Disasters costThe economic cost of devastating hurricanes and other extreme weather events is even worse than we thought

By Gary W. Yohe

Published 3 June 2019

June marks the official start of hurricane season. If recent history is any guide, it will prove to be another destructive year thanks to the worsening impact of climate change. If this is not bad enough, there is this: a meaningful assessment of the costs of climate change – using basic economic principles I teach to undergrads – paints a scary picture indeed.

June marks the official start of hurricane season. If recent history is any guide, it will prove to be another destructive year thanks to the worsening impact of climate change.

But beyond more intense hurricanes and explosive wildfires, the warming climate has been blamed for causing a sharp uptick in all types of extreme weather events across the country, such as severe flooding across the U.S. this spring and extensive drought in the Southwest in recent years.

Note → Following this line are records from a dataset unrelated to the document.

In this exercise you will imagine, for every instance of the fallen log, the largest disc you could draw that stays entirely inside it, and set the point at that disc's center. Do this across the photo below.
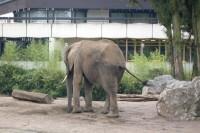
(136, 98)
(32, 96)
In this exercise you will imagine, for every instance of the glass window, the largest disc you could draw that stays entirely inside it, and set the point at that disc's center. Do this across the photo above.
(79, 16)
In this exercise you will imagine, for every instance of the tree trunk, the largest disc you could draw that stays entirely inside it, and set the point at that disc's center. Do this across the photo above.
(177, 46)
(196, 31)
(170, 53)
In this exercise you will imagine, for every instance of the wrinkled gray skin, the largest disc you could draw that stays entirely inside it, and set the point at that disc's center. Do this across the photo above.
(96, 62)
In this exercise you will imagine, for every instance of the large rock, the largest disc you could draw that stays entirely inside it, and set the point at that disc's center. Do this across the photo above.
(157, 85)
(181, 100)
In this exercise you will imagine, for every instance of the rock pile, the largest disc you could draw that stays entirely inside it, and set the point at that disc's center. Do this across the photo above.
(179, 100)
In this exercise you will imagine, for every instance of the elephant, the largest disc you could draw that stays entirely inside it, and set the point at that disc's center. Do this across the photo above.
(95, 62)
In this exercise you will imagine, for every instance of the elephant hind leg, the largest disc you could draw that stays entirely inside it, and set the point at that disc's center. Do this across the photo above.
(76, 89)
(111, 89)
(69, 91)
(88, 95)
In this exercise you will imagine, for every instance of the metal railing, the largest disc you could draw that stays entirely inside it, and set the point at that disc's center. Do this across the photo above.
(80, 19)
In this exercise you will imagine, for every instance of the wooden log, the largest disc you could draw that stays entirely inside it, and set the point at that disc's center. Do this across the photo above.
(32, 96)
(136, 96)
(137, 99)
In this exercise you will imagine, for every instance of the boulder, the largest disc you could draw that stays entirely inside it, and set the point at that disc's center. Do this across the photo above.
(181, 100)
(157, 85)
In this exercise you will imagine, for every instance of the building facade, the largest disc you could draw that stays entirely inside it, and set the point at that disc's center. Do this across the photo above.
(88, 12)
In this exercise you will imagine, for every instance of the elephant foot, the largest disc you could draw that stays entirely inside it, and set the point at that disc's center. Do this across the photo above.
(77, 110)
(105, 111)
(88, 109)
(112, 115)
(69, 109)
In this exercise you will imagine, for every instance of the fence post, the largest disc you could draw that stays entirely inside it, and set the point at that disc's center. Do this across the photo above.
(51, 48)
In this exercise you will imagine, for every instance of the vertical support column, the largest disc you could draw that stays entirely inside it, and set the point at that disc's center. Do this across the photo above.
(184, 52)
(165, 49)
(126, 49)
(141, 48)
(190, 54)
(51, 48)
(159, 46)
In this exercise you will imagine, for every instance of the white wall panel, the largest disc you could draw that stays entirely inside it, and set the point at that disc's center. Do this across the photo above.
(89, 30)
(64, 30)
(39, 30)
(14, 30)
(159, 31)
(97, 14)
(114, 30)
(139, 30)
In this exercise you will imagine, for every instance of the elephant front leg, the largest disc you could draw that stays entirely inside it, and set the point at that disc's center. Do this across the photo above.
(113, 106)
(88, 96)
(76, 91)
(106, 105)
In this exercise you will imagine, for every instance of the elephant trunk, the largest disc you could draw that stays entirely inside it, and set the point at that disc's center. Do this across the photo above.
(143, 82)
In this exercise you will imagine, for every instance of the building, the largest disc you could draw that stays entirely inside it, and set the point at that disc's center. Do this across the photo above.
(90, 14)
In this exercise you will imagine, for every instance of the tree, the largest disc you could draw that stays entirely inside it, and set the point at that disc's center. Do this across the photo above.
(169, 14)
(165, 17)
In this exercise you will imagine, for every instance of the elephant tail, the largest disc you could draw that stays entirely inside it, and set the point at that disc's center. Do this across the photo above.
(143, 82)
(64, 79)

Late last year, the media blared that these and other consequences of climate change could cut U.S. GDP by 10 percent by the end of the century – “more than double the losses of the Great Depression,” as The New York Times intoned. That figure was drawn from a single figure in the U.S. government’s Fourth National Climate Assessment. (Disclosure: I reviewed that report and was the vice chair on the third one, released in 2014.)

If that sounds scary, I have good news and bad news. The good news is that that figure was drawn incorrectly from a significant misreading of the report - which actually offered a range of a loss of GDP from as low as 6 percent to as high as 14 percent by 2090.

The bad news, however, is that a more meaningful assessment of the costs of climate change – using basic economic principles I teach to undergrads – is a hell of a lot scarier.

Tallying the costs
First, let’s look at how government agencies, insurance companies and the media calculate and report on the economic costs of disasters.

According to the National Oceanic and Atmospheric Administration, in 2018 hurricanes Michael and Florence each caused about $25 billion in damages, contributing to a total toll of $91 billion from that year’s weather and climate disasters. In 2017, the NOAA’s total was even bigger: $306 billion, due to the massive destruction from hurricanes Harvey, Irma and Maria.